It is just as well that Kenny Dalglish knows that it's good to talk. Otherwise, the sound of silence would have been deafening at St James' Park late on Wednesday night.

Virtually en bloc, Dalglish's players turned defiantly deaf ears as they rushed through the media interview area outside the main entrance. Only John Barnes was prepared to unseal his lips and answer a question.

"Obviously, we're very disappointed," Newcastle's stand-in captain said revealingly, without breaking stride.

It was left to Dalglish to do the talking, at the obligatory post-match press conference for the two managers. Asked if his team lacked focus up front, he said: "You've got to give credit to the lads who played. They gave everything for the cause."

It was the same in Bilbao three years ago when Newcastle's Uefa Cup "adventure," as Kevin Keegan called it, came to grief with Steve Watson, the then England Under 21 right-back, pressed into service as an emergency stand-in for Andy Cole at centre-forward. And it was the same when Newcastle's Uefa Cup challenge petered out last season, with Robert Lee obliged to lead the attack against Monaco at St James'.

Three times in four seasons Newcastle have struck it unlucky with injury- stricken or suspended strikers in Europe. It did not help on Wednesday that they were also without the central midfield axis customarily provided by Lee and David Batty, but in the continuing absence of Faustino Asprilla and Alan Shearer they continued to look blunt at what ought to be their sharp end.

The players have sent the media to Coventry, in the metaphorical sense, because of what they perceive to have been unfair criticism in recent weeks. But on they themselves go to Coventry, in the physical sense, on Saturday with the Novocastrian natives becoming more that a little restless after a fifth match without a win.

Steve Wraith, who christened his fanzine Number Nine in honour of Newcastle's traditional centre-forward power, said: "The fans' patience is wearing thin. If we want to get back into the Champions' League next season we have to bring in a new striker now or we will have no chance of finishing first or second to qualify."

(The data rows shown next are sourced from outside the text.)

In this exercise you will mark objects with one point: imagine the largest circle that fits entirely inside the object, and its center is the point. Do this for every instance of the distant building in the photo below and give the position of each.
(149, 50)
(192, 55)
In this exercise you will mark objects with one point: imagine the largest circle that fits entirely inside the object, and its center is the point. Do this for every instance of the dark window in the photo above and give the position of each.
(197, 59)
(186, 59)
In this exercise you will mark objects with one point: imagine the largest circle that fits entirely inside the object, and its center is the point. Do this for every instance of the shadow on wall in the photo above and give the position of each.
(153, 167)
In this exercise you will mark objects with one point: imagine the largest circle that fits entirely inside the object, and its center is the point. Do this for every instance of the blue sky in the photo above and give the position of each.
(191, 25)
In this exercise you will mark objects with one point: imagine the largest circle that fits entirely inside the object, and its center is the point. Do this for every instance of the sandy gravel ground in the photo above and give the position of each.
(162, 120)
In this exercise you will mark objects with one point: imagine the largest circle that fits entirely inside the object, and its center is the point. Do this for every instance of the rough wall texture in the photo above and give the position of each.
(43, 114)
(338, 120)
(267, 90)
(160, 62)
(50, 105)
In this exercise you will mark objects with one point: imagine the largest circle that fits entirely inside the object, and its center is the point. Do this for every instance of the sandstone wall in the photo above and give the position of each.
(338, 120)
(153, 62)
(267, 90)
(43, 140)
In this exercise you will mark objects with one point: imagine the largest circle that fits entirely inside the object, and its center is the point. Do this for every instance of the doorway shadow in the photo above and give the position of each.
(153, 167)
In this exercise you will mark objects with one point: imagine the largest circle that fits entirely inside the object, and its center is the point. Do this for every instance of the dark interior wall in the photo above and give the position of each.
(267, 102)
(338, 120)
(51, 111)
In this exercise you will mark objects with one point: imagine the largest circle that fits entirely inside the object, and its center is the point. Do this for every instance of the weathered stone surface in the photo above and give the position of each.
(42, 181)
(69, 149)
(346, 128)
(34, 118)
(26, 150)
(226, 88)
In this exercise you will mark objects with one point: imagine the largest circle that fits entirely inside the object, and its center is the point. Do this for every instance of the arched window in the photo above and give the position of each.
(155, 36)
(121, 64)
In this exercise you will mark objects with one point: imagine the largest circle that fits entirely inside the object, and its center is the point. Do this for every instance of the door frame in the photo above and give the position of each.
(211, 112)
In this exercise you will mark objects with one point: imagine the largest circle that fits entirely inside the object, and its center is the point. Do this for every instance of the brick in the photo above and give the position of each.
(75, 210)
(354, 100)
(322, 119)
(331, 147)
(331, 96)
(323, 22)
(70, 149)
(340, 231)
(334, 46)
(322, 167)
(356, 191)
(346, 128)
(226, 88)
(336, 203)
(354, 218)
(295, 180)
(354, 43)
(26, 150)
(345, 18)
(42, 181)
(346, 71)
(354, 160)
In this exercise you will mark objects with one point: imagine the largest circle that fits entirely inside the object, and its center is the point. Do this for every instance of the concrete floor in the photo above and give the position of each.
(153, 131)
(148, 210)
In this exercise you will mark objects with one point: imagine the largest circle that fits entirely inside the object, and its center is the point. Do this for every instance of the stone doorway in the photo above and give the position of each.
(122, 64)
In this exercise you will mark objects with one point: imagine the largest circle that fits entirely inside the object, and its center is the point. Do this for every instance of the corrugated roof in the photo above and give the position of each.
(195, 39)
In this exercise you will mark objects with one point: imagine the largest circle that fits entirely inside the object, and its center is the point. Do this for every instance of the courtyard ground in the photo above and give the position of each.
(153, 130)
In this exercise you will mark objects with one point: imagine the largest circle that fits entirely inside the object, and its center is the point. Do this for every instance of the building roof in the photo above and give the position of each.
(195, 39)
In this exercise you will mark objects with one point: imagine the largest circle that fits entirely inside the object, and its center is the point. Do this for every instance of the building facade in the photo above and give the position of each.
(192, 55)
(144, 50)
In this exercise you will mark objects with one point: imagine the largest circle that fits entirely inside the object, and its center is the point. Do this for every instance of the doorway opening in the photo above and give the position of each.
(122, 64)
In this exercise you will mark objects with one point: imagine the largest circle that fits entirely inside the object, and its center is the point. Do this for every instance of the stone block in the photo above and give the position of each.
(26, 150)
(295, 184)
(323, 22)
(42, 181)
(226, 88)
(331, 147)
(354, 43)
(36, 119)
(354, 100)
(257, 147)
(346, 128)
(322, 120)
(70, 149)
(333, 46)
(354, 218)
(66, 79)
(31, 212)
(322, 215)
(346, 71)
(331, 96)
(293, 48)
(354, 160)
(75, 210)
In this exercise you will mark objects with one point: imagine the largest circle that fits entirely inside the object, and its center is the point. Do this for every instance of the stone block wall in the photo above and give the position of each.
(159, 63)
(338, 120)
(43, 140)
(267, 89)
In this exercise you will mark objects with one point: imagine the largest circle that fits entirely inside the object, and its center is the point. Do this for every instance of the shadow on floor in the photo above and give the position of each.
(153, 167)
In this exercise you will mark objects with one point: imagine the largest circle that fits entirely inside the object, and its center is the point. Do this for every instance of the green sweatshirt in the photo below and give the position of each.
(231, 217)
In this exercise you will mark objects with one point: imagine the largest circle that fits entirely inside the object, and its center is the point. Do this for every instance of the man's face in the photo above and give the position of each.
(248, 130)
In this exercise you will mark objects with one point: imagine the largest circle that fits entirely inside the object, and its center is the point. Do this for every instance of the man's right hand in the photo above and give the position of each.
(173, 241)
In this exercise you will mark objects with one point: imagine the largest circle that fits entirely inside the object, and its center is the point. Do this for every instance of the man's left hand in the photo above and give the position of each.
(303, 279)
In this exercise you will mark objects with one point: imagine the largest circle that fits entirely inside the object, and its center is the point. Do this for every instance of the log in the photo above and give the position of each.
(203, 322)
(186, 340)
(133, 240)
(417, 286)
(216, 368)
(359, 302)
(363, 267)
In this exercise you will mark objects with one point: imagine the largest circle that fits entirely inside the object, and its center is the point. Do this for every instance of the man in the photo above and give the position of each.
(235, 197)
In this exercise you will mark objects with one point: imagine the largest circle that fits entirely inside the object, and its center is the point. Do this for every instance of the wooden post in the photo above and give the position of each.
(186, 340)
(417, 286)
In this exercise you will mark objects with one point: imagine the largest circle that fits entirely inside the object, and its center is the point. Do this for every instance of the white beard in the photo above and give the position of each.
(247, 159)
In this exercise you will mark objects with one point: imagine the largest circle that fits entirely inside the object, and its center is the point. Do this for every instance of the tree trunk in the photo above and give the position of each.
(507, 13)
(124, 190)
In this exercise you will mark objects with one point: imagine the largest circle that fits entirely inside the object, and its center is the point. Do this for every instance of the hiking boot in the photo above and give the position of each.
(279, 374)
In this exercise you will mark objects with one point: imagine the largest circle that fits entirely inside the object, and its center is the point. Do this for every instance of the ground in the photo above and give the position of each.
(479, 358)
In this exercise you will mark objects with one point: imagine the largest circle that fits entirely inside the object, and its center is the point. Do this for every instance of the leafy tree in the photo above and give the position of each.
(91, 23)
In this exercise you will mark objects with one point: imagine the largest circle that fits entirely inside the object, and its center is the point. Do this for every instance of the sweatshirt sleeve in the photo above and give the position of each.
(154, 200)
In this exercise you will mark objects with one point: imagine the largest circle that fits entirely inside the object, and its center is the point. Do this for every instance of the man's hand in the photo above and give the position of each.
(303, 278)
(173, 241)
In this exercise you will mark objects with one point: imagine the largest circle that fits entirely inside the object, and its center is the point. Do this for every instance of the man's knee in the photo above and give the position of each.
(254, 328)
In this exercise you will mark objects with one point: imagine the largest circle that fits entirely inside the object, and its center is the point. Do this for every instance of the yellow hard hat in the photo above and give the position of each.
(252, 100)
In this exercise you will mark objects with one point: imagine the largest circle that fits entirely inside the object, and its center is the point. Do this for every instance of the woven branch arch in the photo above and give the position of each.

Asprilla, whose headed hat-trick launched Newcastle's Champions' League campaign with a memorable victory against Barcelona in September, is expected to be back in front-line action by the time the Toon Army visit the Nou Camp on 26 November. The Colombian might well soar to subliminal heights against the Catalans once again, but it already seems the Magpies and their European ambitions have been grounded for another season.